With spring just around the corner, many of you will be thinking about new travel destinations and planning summer road trips. But if your motorhome or caravan has been hibernating over winter, now’s a good time to make sure it’s road-worthy and free from any potential problems.

In the first of our new technical features, MCD talked to SmartRV’s fleet manager Patrick Frick, who joined the team at SmartRV in 2010 after moving to New Zealand from Germany. He did his apprenticeship at Mercedes-Benz in Stuttgart and was trained at the Bürstner and Hymer factories, and has experience in working on all makes and models of motorhome and is a certified self-containment officer. 

1. Wheels and tyres

  • Check for cracks in the sidewall of your tyres.
  • Check tyre tread depth – the minimum is 1.6mm but for campers we recommend at least 3mm.
  • Inspect for any punctures or flat spots. We recommend putting the vehicle on axle stands if you intend to park it over an extended period of time to avoid getting flat spots.
  • Ensure your tyres are not older than seven years. An easy way to do this is to check the DOT number on the sidewall of the tyres, e.g. 1513 means the tyre was manufactured in week 15 of 2013.
  • Rotate the wheels every year or at each service.
  • Check brake pad thickness and disc wear as per manufacturer specifications.
  • Inspect the wheels for any cracks or damage. Ensure wheel nuts are tightened to the correct torque setting. If you’re uncertain, enquire at your dealership or a trusted workshop.

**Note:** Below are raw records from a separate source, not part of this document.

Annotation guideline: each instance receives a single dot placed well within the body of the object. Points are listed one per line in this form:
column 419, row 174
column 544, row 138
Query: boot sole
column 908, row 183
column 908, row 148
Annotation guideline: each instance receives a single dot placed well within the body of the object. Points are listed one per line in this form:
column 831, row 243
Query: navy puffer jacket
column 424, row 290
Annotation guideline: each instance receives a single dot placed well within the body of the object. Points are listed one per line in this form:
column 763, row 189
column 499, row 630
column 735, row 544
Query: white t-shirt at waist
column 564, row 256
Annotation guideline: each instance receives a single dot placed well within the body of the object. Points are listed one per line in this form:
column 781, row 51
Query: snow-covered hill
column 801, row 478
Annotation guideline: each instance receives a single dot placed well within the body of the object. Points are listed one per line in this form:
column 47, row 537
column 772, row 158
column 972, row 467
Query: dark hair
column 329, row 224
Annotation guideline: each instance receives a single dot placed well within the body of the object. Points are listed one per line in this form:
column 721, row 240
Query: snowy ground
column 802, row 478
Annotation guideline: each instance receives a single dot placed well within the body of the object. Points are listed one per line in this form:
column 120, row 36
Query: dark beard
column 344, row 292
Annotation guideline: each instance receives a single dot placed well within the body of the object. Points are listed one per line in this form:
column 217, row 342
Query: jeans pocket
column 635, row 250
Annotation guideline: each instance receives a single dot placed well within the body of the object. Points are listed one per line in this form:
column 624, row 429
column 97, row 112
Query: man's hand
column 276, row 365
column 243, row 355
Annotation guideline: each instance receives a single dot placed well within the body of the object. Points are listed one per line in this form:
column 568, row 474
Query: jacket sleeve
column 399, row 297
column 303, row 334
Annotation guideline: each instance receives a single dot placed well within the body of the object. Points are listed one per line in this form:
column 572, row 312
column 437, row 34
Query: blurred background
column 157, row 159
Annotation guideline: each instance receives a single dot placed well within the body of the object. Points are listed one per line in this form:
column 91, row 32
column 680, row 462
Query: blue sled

2. Water system sanitation

  • Empty any fresh water and flush it through before refilling. A fresh water treatment is recommended if you intend to drink the water without boiling. When refilling it is important to use drinking water.
  • Clean or replace your water filter if installed. Fresh water filters are recommended and can be retrofitted to almost any vehicle.
  • Sanitise your waste water tank by filling the tank completely with water and add a waste water tank treatment. Flush and repeat for best results.

3. Plumbing

  • All vehicles that are self-contained have a waste trap for the shower drain, if this is accessible, we recommend opening it up and cleaning it.
  • Make sure any breather hoses are not blocked with dirt as this can result in the water draining slowly.
  • To ensure the vehicle is still compliant with self-containment regulations, visually inspect that waste pipes, hoses and caps are not damaged.

4. Gas appliances

  • Visually inspect gas lines for damage, kinks, or cracks. Ensure gas bottles are secured and gas compartment vents are not blocked.
  • Check that gas bottles are less than 10 years old.
  • Although gas certificate are issued for a lifetime, we strongly recommend a certified gasfitter checks all components each year, including performing a leak test.
  • It’s a good idea to install a gas detector to detect any leaks.
  • Ensure any repairs on the gas system are undertaken by a certified gasfitter.

5. Safety equipment

  • Test all smoke detectors to ensure they’re working properly.
  • Check the pressure gauges on fire extinguishers. If it’s all ok, the needle should be sitting it the green zone. Ensure the pin is still in.
  • Replenish first aid kits and check expiry dates on all items.

6. Battery

  • It’s a good idea to disconnect the battery before parking up for winter. If you have a good multistage charger, it’s ok to leave it on charge over winter.
  • Check battery fluid levels and top up accordingly using distilled water.
  • Ensure batteries are secured, still have their breathers attached and vent to the outside of the vehicle.
  • If you haven’t charged the battery over the winter, give it a good charge for at least 24 hours on mains. If in doubt, have it checked by a workshop.

7. Awning

  • Visually inspect that your awning is secure and not damaged.
  • Lubricate all moving components with a spray lube to allow for easy operation.
  • It might also pay to fully open it and give the fabric a clean but let it dry up before putting it back together.

8. Towing gear

  • Connect your caravan to your car and check the lights still work on both the car and the caravan.
  • Ensure your jockey wheel is in good condition, cable and connector for lights are in good condition, safety chain and U-bolt are still there and secure, coupling operates smoothly, and that all locking pins are present and secure.
  • Make sure your vehicle’s tow bar is also in good condition and is secure.
  • Ensure your tow bar towing capacity is high enough for the weight of the caravan.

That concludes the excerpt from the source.